Smart contracts are applications that execute on decentralized infrastructure, such as a blockchain. They are tamperproof, in the sense that no party (even their creator) can alter their code or interfere with their execution. Historically, contracts embodied in code have run in a centralized manner that leaves them subject to alteration, termination, and even deletion by a privileged party. In contrast, smart contracts’ execution guarantees, which bind all parties to an agreement as written, create a new and powerful type of trust relationship that does not rely on trust in any one party. Because they are self-verifying and self-executing (i.e., tamperproof as explained above), smart contracts thus offer a superior vehicle for realizing and administering digital agreements.
The powerful new trust model that smart contracts embody, though, introduces a new technical challenge: connectivity. The vast majority of interesting smart contract applications rely on data about the real world that comes from key resources, specifically data feeds and APIs, that are external to the blockchain. Because of the mechanics of the consensus mechanisms underpinning blockchains, a blockchain cannot directly fetch such critical data.

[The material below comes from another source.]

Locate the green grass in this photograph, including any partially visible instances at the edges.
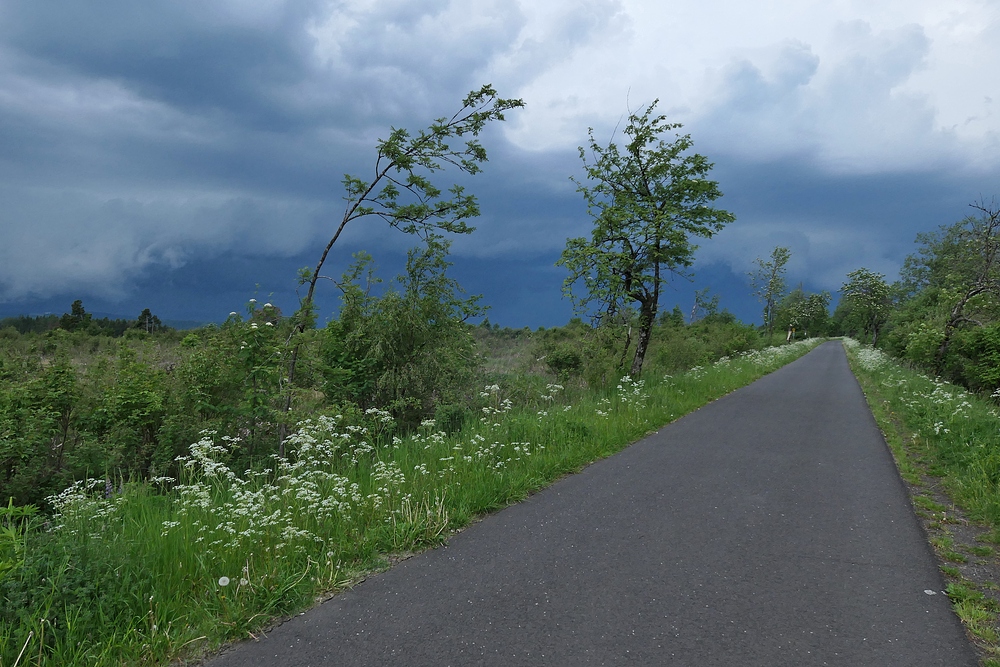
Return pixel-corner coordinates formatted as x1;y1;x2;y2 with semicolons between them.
0;341;820;666
845;341;1000;666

We propose a solution to the smart contract connectivity problem in the form of ChainLink, a secure oracle network. What differentiates ChainLink from other oracle solutions is its ability to operate as a fully decentralized network. This decentralized approach limits the trust in any single party, enabling the tamperproof quality valued in smart contracts to be extended to the end-to-end operation between smart contracts and the APIs they rely on. Making smart contracts externally aware, meaning capable of interacting with off-chain resources, is necessary if they are going to replace the digital agreements in use today.